# Help!! My mini poodle keeps pee'ing everywhere



## mikemccord (May 17, 2008)

Hi any advice here would be gratefully recieved. We have recently acquired a 6 month old male mini poodle as a playmate for charlie our 12 month old mini. He is a stunning dog with an amazing pedigree. We saw him advertised on a preloved pet site and fell in love. He has been showed in the past and has done a lot of obidence work. He seems perfect apart from he keeps wee'ing in our kitchen. This has happened several times and with quite a volume! This in itself is not a problem as we know he is a new dog and under stress and also still a pup, however we were informed by previous owners that he was crate trained ahd had been sleeping in the crate for 8 hours at a time but after leaving him for 3 hours in the crate he has saturated it and himself. We are unsure if this is just a settling thing or a sign of something more significant. Overnight he is fine in our bedroom (i know!). he has not been reprimanded for this as we are aware that his world has just been turned upside down. if anyone has any advice on techniques they would be gratefully recieved.


----------



## mercymoon (Aug 29, 2008)

Usually it is because of feelings of insecurity or a perceived
threat. This perceived threat, for example, can be an introduction
of a new baby, a new pet, a visitor or even a new piece of furniture.
The smell of other animals on your footwear or clothing can also trigger
a dog to feel the need to mark his territory.
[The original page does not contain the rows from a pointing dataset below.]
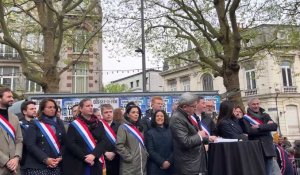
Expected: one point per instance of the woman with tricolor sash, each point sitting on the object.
(85, 143)
(130, 143)
(44, 141)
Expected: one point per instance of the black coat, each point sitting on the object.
(160, 148)
(112, 167)
(146, 121)
(209, 123)
(231, 129)
(77, 149)
(38, 148)
(186, 144)
(263, 133)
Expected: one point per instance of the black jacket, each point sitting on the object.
(263, 133)
(186, 143)
(209, 123)
(112, 167)
(77, 149)
(160, 148)
(24, 126)
(146, 121)
(38, 148)
(231, 129)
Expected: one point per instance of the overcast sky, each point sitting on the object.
(116, 68)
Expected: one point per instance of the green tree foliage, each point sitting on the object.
(39, 30)
(116, 88)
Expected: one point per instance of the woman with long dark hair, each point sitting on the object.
(228, 125)
(159, 145)
(85, 143)
(44, 140)
(130, 143)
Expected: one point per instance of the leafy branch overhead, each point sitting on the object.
(39, 30)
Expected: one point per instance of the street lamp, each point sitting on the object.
(143, 48)
(276, 99)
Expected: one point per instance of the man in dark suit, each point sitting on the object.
(11, 142)
(28, 109)
(157, 103)
(207, 125)
(258, 125)
(112, 159)
(187, 137)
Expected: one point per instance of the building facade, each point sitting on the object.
(154, 81)
(272, 76)
(83, 77)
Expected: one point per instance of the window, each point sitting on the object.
(79, 41)
(32, 86)
(172, 84)
(80, 78)
(185, 83)
(250, 78)
(292, 119)
(207, 82)
(10, 77)
(286, 73)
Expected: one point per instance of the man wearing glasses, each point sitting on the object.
(187, 136)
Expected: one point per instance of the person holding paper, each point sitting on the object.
(228, 125)
(258, 125)
(187, 137)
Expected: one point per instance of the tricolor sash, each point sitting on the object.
(204, 128)
(110, 133)
(194, 121)
(85, 133)
(49, 135)
(4, 124)
(252, 120)
(135, 132)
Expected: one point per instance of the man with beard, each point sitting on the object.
(28, 110)
(10, 135)
(207, 125)
(112, 159)
(188, 138)
(258, 125)
(157, 103)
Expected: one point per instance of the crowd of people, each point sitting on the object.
(122, 141)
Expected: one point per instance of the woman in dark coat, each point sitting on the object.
(228, 125)
(159, 145)
(43, 156)
(80, 157)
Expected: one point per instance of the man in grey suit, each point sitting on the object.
(10, 135)
(187, 137)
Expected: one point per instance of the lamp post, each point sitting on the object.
(276, 101)
(143, 47)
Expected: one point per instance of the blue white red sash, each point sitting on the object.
(110, 133)
(204, 128)
(135, 132)
(82, 129)
(50, 136)
(252, 121)
(4, 124)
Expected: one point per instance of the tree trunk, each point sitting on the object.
(232, 85)
(52, 83)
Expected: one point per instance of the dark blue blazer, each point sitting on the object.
(160, 148)
(231, 129)
(38, 148)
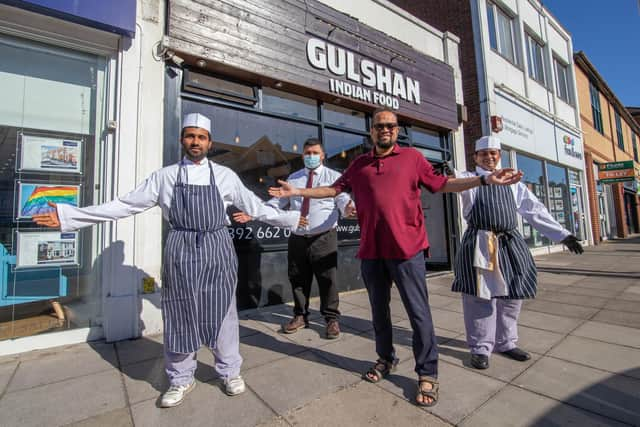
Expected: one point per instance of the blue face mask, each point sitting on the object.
(312, 161)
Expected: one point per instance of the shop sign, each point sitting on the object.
(118, 16)
(361, 78)
(616, 172)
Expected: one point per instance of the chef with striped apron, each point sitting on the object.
(200, 264)
(494, 269)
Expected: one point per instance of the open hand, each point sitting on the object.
(572, 243)
(350, 210)
(49, 219)
(506, 176)
(241, 217)
(285, 190)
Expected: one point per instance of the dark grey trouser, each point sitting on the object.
(410, 278)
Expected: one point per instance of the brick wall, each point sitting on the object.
(455, 17)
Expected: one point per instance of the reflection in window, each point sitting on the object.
(344, 117)
(342, 147)
(275, 101)
(534, 180)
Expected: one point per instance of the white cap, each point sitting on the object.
(488, 142)
(196, 120)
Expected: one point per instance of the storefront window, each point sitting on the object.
(559, 201)
(50, 116)
(276, 101)
(534, 180)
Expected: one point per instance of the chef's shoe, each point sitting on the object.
(176, 394)
(234, 386)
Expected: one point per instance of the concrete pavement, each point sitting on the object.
(583, 330)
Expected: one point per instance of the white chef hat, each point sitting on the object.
(196, 120)
(488, 142)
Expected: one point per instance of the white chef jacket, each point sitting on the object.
(527, 204)
(323, 215)
(157, 189)
(490, 280)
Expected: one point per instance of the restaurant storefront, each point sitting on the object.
(310, 71)
(550, 155)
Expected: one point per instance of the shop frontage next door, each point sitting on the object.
(259, 133)
(51, 116)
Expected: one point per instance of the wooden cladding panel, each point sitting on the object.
(269, 38)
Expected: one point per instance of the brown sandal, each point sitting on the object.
(380, 369)
(432, 394)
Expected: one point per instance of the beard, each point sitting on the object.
(385, 144)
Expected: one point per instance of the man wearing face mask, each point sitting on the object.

For example, a new baby in the home brings new sounds, smells,
and people, as well as changes in routine. Your dog may not be
getting as much attention as previously. Changes cause him to
feel anxious, which may cause him to mark.

Some dogs feel the need to lift their leg and pee on all new things
that enter your house, shopping bags, visitors belongings, new
furniture, children's toys etc. Many of these dogs are lacking in
confidence and by marking new objects it makes them feel more
secure having deposited their own scent on these objects.

Some dogs will never mark in their own house but will embarrass you
by marking if you visit a friend or relative's home. Your dog feels less
secure there and feels the need to make it more comfortable to him
by laying down a few of his own familiar scents.

Even a previously house trained neutered male dog will urine mark
under certain cir***stances. This doesn’t mean it will become a
regular problem. He may urine mark one or twice in a new home and
then never do it again.

Hope that lightens thing up and maybe gives you a reason to why he
is doing it, with bringing a new dog into your home brings new smells,
so he may scent mark.


----------